Aug 9, 2012, 10:44 PM

Post #4 of 9 (417 views)
Permalink
Re: Critical: Monitor operation of IPaddr2 timing out, taking more than 60s. Fails to recover. [In reply to]

T
Mario Penners <mario.penners@...> writes:

>
> Hi Parshvi,
>
> just a quick-shot and without analyzing your mail in detail: find
> attached an edited version of the IPaddr2 RA.
>
> I was trying to use the original script a while agho, and basically
> nothing worked: It did not recognize the link failures (due to the way
> how the test was implemented it would only work if you have not more
> than 1 IP per interface), there was no proper support for bonding, the
> IP addresses would not be shifted ....
>
> I did some (very minor) changes to ge the script working for us. Just
> have a shot at it if you want, maybe replacing the RA will already solve
> your problem.
>
> Cheers,
> Mario
>
> On Thu, 2012-08-09 at 05:44 +0000, Parshvi wrote:
> > Parshvi <parshvi.17@...> writes:
> >
> > >
> > > Hi,
> > >
> > > The monitor operation of IPaddr2 rsc agent is timing out.
> > > Interval: 5s
> > > Timeout: 60s
> > > The timeout was increased from an earlier 20s to now 60s. Even then, there
are
> > > multiple logs of monitor op. timing out.
> > >
> > > 1) What can cause the monitor to take so long ?
> > > 2) Looking at the pe-input, what contributes to the operation time ? Is it
> > just
> > > the exec-time or exec-time + queue-time ?
> > > 3) Any solution proposed ?
> > >
>

Thanks Mario for your input.

The are some more findings:
1) The monitor is not timing out in all environments. I have been through some
of the forum mails, and came across people talking about "heavy load on the
system" wrt the timeout issue.
2) Could somebody explain, what exactly are we referring to when we say "heavy
load" ? Also, how does it affect an operations execution ?
3) THE OPERATION MONITOR IS TIMING OUT ON OTHER RESOURCES TOO( ALONG WITH
IPADDR2).
4) None of these operations were timing out in a local environment.

I added some logging in IPaddr2 resource agent script.
In func. ip_monitor(),I have printed the date at enter monitor and at exit
monitor func.
This is what I observed for :
interval=5s
timeout=60s

enter monitor Thu Aug 9 06:26:28 AST 2012
exit monitor Thu Aug 9 06:26:28 AST 2012

enter monitor Thu Aug 9 06:26:36 AST 2012
exit monitor Thu Aug 9 06:26:36 AST 2012

[The next monitor was invoked after 71 seconds]

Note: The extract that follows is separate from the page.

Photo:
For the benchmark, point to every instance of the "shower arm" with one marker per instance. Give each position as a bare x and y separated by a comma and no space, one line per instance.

enter monitor Thu Aug 9 06:27:47 AST 2012
exit monitor Thu Aug 9 06:27:47 AST 2012

enter monitor Thu Aug 9 06:27:52 AST 2012
exit monitor Thu Aug 9 06:27:52 AST 2012



_______________________________________________
Pacemaker mailing list: Pacemaker [at] oss
http://oss.clusterlabs.org/mailman/listinfo/pacemaker

Project Home: http://www.clusterlabs.org
Getting started: http://www.clusterlabs.org/doc/Cluster_from_Scratch.pdf
Bugs: http://bugs.clusterlabs.org


dejanmm at fastmail

Aug 13, 2012, 8:56 AM

Post #5 of 9 (393 views)
Permalink
Re: Critical: Monitor operation of IPaddr2 timing out, taking more than 60s. Fails to recover. [In reply to]

Hi Mario,

On Thu, Aug 09, 2012 at 10:52:39AM -0300, Mario Penners wrote:
> Hi Parshvi,
>
> just a quick-shot and without analyzing your mail in detail: find
> attached an edited version of the IPaddr2 RA.
>
> I was trying to use the original script a while agho, and basically
> nothing worked: It did not recognize the link failures (due to the way
> how the test was implemented it would only work if you have not more
> than 1 IP per interface), there was no proper support for bonding, the
> IP addresses would not be shifted ....
>
>
> I did some (very minor) changes to ge the script working for us. Just
> have a shot at it if you want, maybe replacing the RA will already solve
> your problem.

Do you think you have anything to contribute? There's currently
an effort going on to update the IPaddr2:
https://github.com/ClusterLabs/resource-agents/pull/97.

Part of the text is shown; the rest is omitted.